Aber es ist nicht nur dieser strahlende Bariton oder dunkle Tenor, der die Hörer in seinen Bann schlägt. Es ist der Mensch Nachama. Eli Wiesel hat in seiner Ansprache zur Verleihung des Friedensnobelpreises gesagt, daß eine jüdische Antwort auf Auschwitz nur die Liebe sein kann. Diese kann die ganze Nach- Auschwitz-Generation nicht begreifen, nicht einmal theologisch.

In diesem Sinne ist Estrongo Nachama ein unbegreiflicher Mensch. Jeder, der ihn einmal bei einem Konzert — selbst in der hintersten Reihe — erlebt hat, spürt ganz deutlich, hier ist jemand, der die Menschen liebt. Es ist nicht nur sein Charme und sein Witz, es sind nicht nur die Bonbons, die er manchmal während der Liturgie hustenden Zuschauern zuwirft. Er strahlt eine Freundlichkeit aus, die sich auf die Anwesenden überträgt und eine ganze Weile vorhält. Er ist ein Zauberer der Liebe.

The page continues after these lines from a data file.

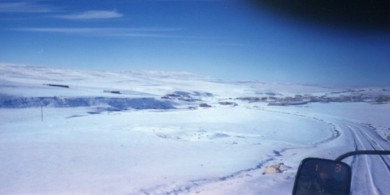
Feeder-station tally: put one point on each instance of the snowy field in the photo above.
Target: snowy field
(86, 132)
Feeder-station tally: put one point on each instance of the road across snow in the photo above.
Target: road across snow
(165, 133)
(208, 151)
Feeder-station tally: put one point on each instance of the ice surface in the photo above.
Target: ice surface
(145, 133)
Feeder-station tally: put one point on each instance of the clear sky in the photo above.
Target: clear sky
(232, 40)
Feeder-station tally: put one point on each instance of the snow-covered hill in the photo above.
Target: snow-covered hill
(95, 132)
(27, 86)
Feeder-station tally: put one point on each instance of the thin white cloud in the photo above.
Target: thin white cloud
(92, 15)
(119, 32)
(25, 7)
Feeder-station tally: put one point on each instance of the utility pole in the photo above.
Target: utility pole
(41, 113)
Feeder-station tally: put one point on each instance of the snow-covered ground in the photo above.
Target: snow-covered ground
(90, 132)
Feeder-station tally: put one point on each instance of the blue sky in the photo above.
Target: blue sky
(231, 40)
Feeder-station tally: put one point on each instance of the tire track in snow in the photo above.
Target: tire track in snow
(366, 167)
(186, 187)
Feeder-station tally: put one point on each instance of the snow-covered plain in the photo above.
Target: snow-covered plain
(91, 132)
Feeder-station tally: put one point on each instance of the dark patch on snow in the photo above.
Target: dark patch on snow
(187, 96)
(57, 85)
(105, 103)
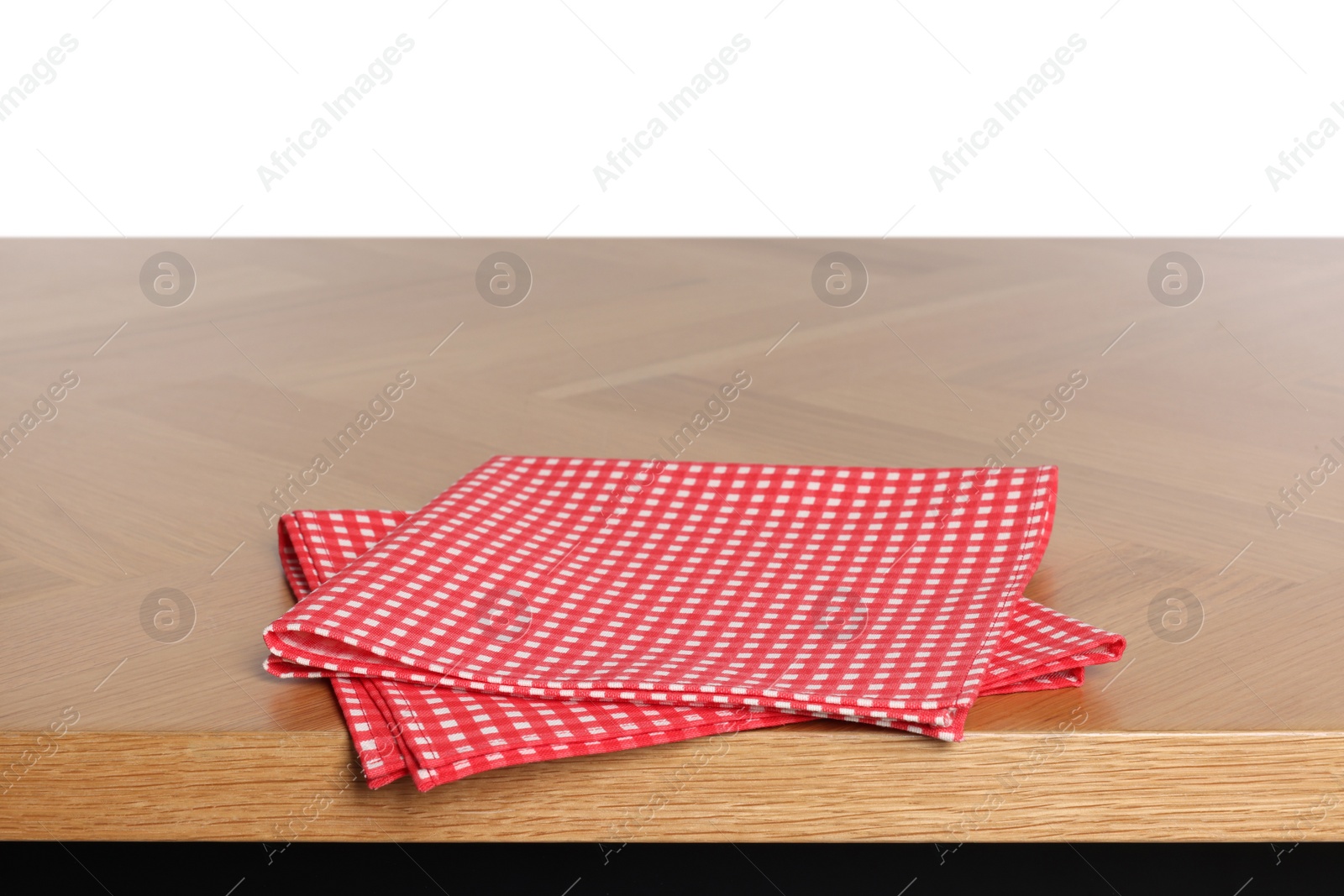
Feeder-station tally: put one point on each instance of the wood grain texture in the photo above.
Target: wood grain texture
(1225, 723)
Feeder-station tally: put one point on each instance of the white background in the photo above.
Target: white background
(827, 125)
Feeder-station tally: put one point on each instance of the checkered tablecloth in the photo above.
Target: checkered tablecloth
(546, 607)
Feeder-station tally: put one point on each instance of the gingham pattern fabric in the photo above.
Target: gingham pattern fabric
(564, 606)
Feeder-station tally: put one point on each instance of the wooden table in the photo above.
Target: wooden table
(1223, 721)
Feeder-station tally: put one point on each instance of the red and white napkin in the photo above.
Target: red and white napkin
(546, 607)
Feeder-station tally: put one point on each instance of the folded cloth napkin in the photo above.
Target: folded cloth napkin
(548, 607)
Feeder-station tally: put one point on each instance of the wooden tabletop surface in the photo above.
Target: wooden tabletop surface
(1200, 517)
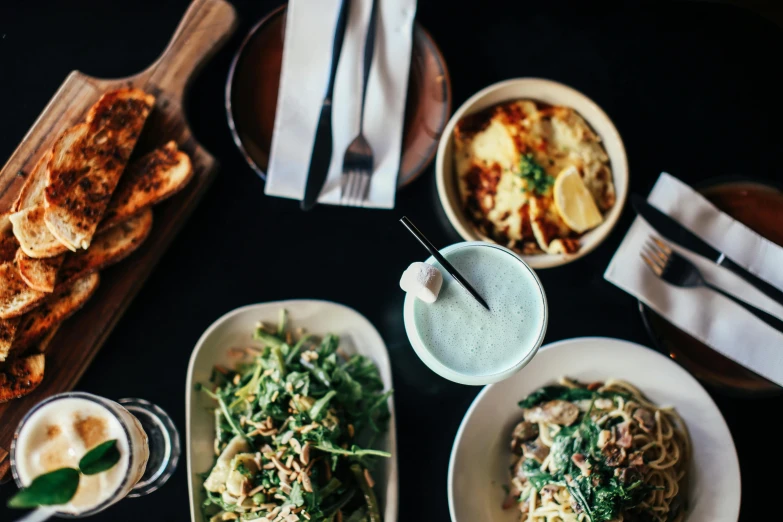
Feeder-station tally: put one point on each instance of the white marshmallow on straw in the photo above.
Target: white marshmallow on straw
(423, 281)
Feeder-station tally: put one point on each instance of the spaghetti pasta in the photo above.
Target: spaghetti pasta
(598, 452)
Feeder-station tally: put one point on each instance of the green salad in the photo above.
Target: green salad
(294, 426)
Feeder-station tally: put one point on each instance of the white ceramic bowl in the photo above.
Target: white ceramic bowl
(357, 335)
(555, 94)
(480, 456)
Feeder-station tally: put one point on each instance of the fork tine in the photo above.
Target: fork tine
(662, 244)
(654, 256)
(656, 250)
(657, 270)
(348, 188)
(364, 187)
(355, 181)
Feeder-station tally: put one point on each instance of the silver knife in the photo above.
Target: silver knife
(673, 230)
(322, 147)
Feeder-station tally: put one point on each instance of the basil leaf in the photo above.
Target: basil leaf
(100, 458)
(50, 489)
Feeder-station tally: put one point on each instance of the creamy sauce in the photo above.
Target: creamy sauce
(61, 432)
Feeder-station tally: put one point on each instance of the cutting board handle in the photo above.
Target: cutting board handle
(201, 32)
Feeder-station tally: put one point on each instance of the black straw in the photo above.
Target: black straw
(442, 260)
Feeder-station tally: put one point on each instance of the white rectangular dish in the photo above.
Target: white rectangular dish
(357, 336)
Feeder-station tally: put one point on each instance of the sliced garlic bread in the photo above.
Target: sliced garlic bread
(42, 346)
(21, 376)
(16, 297)
(54, 310)
(33, 236)
(39, 274)
(148, 181)
(86, 165)
(33, 189)
(8, 329)
(108, 247)
(8, 243)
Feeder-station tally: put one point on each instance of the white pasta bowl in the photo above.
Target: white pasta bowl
(480, 457)
(553, 93)
(234, 330)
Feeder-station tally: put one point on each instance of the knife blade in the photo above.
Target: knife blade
(321, 155)
(676, 232)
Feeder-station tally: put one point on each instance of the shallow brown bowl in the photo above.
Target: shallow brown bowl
(760, 207)
(251, 97)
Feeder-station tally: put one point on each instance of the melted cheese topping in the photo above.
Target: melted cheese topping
(489, 147)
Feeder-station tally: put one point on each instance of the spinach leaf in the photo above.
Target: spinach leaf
(102, 457)
(50, 489)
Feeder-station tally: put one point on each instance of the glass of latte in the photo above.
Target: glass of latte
(60, 430)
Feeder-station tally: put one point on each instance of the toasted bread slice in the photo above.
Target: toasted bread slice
(33, 189)
(35, 239)
(8, 328)
(8, 242)
(54, 310)
(21, 376)
(16, 297)
(42, 346)
(39, 274)
(86, 165)
(108, 247)
(148, 181)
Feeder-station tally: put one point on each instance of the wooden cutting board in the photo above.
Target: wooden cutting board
(205, 27)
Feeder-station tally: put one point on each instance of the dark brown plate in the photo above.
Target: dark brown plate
(251, 97)
(760, 207)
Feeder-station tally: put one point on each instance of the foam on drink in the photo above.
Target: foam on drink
(459, 338)
(59, 433)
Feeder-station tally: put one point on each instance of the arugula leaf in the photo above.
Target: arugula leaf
(296, 497)
(320, 405)
(536, 178)
(563, 393)
(50, 489)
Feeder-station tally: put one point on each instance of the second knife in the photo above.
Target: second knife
(674, 231)
(322, 147)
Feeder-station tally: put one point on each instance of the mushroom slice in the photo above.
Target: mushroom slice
(623, 434)
(522, 432)
(559, 412)
(645, 418)
(21, 376)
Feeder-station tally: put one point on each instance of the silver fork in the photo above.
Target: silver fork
(358, 161)
(680, 271)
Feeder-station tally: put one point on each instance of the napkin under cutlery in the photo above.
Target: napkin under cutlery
(307, 50)
(704, 314)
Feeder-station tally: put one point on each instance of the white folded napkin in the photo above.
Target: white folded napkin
(307, 53)
(706, 315)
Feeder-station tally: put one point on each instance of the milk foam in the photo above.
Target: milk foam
(465, 337)
(59, 433)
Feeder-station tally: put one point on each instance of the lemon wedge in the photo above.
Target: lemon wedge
(574, 202)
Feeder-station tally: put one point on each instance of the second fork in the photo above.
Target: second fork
(358, 162)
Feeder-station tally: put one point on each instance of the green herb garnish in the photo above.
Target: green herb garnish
(536, 178)
(101, 458)
(50, 489)
(601, 495)
(296, 392)
(59, 486)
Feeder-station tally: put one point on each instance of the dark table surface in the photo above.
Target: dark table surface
(692, 88)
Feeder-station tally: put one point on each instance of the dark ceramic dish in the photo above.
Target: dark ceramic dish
(251, 97)
(760, 207)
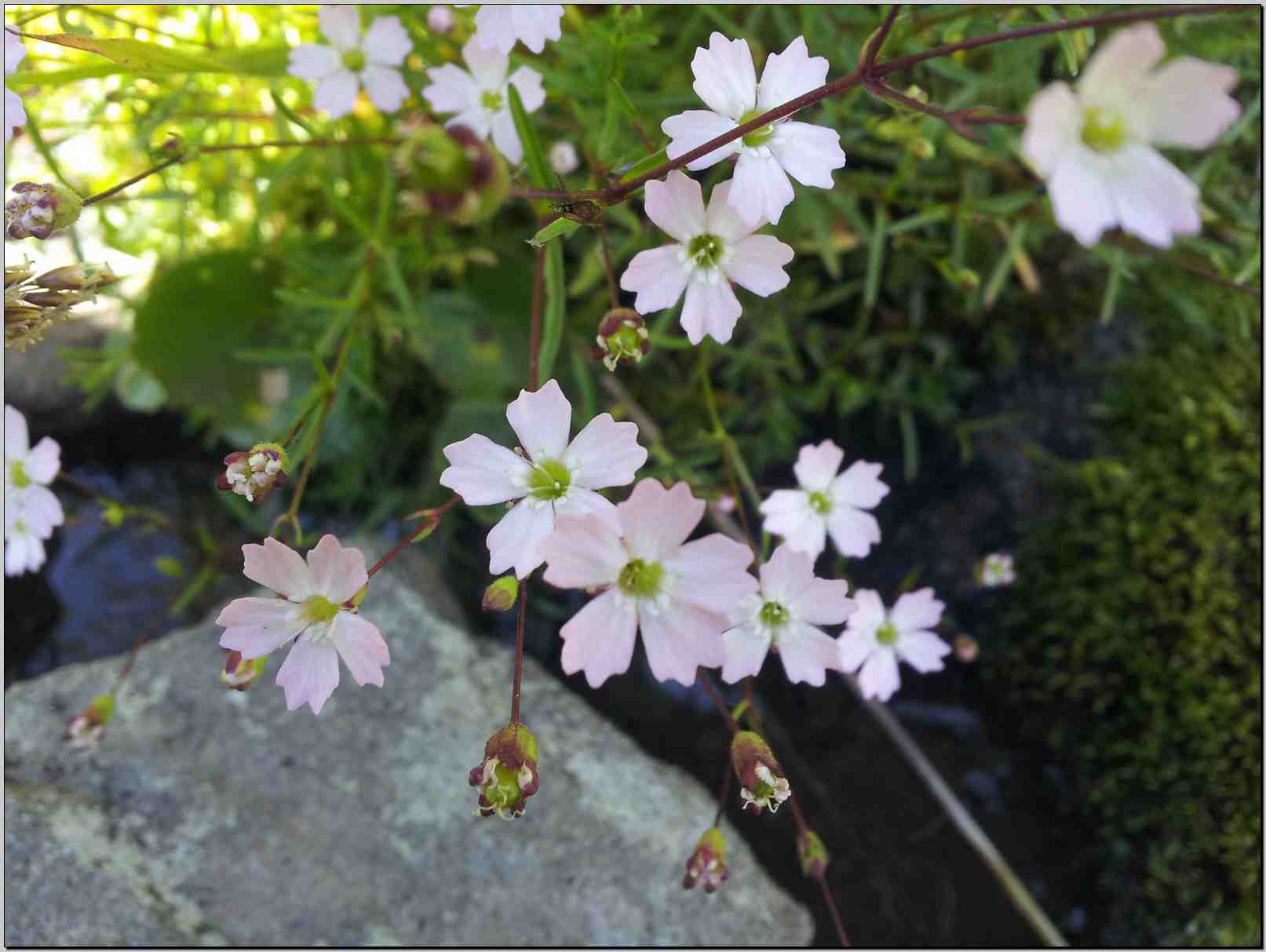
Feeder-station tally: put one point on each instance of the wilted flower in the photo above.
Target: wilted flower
(784, 617)
(677, 592)
(726, 82)
(827, 503)
(1094, 146)
(714, 247)
(549, 476)
(874, 640)
(352, 61)
(312, 611)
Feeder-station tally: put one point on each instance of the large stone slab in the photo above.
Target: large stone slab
(212, 817)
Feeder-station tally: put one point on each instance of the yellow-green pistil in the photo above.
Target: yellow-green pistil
(1103, 129)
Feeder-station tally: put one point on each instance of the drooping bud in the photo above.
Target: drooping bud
(706, 865)
(41, 210)
(86, 731)
(761, 780)
(241, 673)
(813, 855)
(508, 774)
(502, 594)
(622, 336)
(255, 474)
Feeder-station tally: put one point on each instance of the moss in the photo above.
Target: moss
(1135, 640)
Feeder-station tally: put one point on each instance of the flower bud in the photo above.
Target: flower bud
(502, 594)
(255, 474)
(508, 775)
(758, 774)
(706, 865)
(86, 731)
(41, 210)
(622, 336)
(241, 673)
(813, 855)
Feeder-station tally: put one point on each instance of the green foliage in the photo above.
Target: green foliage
(1136, 634)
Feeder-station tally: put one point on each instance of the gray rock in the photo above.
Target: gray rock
(218, 818)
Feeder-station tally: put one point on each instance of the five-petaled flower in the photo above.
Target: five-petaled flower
(827, 503)
(480, 97)
(371, 61)
(313, 613)
(1094, 146)
(784, 615)
(714, 247)
(677, 592)
(726, 82)
(874, 640)
(549, 476)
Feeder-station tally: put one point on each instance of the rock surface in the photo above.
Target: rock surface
(218, 818)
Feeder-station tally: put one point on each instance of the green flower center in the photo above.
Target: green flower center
(706, 250)
(549, 480)
(640, 578)
(1103, 129)
(760, 136)
(18, 477)
(774, 615)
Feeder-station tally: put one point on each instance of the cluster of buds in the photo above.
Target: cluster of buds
(450, 173)
(239, 673)
(256, 472)
(706, 865)
(622, 336)
(761, 782)
(508, 774)
(41, 210)
(86, 731)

In die Wiege gelegt war ihm das nicht. Geboren wurde er 1918 als Sohn eines tiefreligiösen Getreidehändlers in Saloniki. Nach dem Abitur hätte er das Geschäft seines Vaters übernehmen sollen. Aber dann kamen der Krieg und die Nazis nach Griechenland. Wie die ganze große sephardische Gemeinde wurde er im März 1943 über Jugoslawien und Ungarn nach Auschwitz transportiert. Seine Familie überlebte die Selektion an der Rampe nicht. Es selbst mußte dreißig Kilometer von Auschwitz entfernt in einem Steinbruch arbeiten. Über diese Hölle redet er nur ungern, nicht einmal gegenüber seinem Sohn Andreas Nachama. (Dieser leitete übrigens in diesem Jahr die große Ausstellung »Jüdische Lebenswelten«.) Nur einmal erzählte er einem Freund, daß er sich in diesem Nebenlager mit gestohlenen Hundekuchen am Leben halten konnte. »Denn ich bin ein großer Tierfreund. Mir taten die scharfen Bluthunde der SS nichts. Wenn ich ihnen zuschnalzte, ließen sie sich sogar etwas von ihrem Futter wegnehmen.«

Als die Rote Armee Ende 1944 auf Auschwitz zurückte, wurden die Häftlinge nach Sachsenhausen gebracht. Nachama gehörte zu den 12.000, die von dort aus im Frühling 1945 den berüchtigten »Todesmarsch« nach Mecklenburg antreten mußten. Nur ganz wenige überlebten diese Tortur. Nach seiner Befreiung durch sowjetische Truppen traf er im Mai in Berlin ein. Der Zug, der nach Griechenland hätte fahren sollen, blieb in der Stadt, die Eisenbahnlinien waren zerschlagen. Nachamas Anspannung löste sich, er bekam Typhus, wog gerade noch dreißig Kilo. Viele Monate lang lag er im Krankenhaus, viele Rückfälle waren zu überstehen. Irgendwann, so sagt die Legende, muß sich eine bildschöne Krankenschwester über ihn gebeugt haben. Sie hieß Lilly, ist bis heute seine Frau geblieben, und schön ist sie noch immer. Vielleicht war sie der Grund für ihn, in Berlin zu bleiben und Deutsch zu lernen, eine Sprache, die er von aller Härte befreite und durch einen starken Akzent bereicherte. Fast könnte man meinen, er singt sie.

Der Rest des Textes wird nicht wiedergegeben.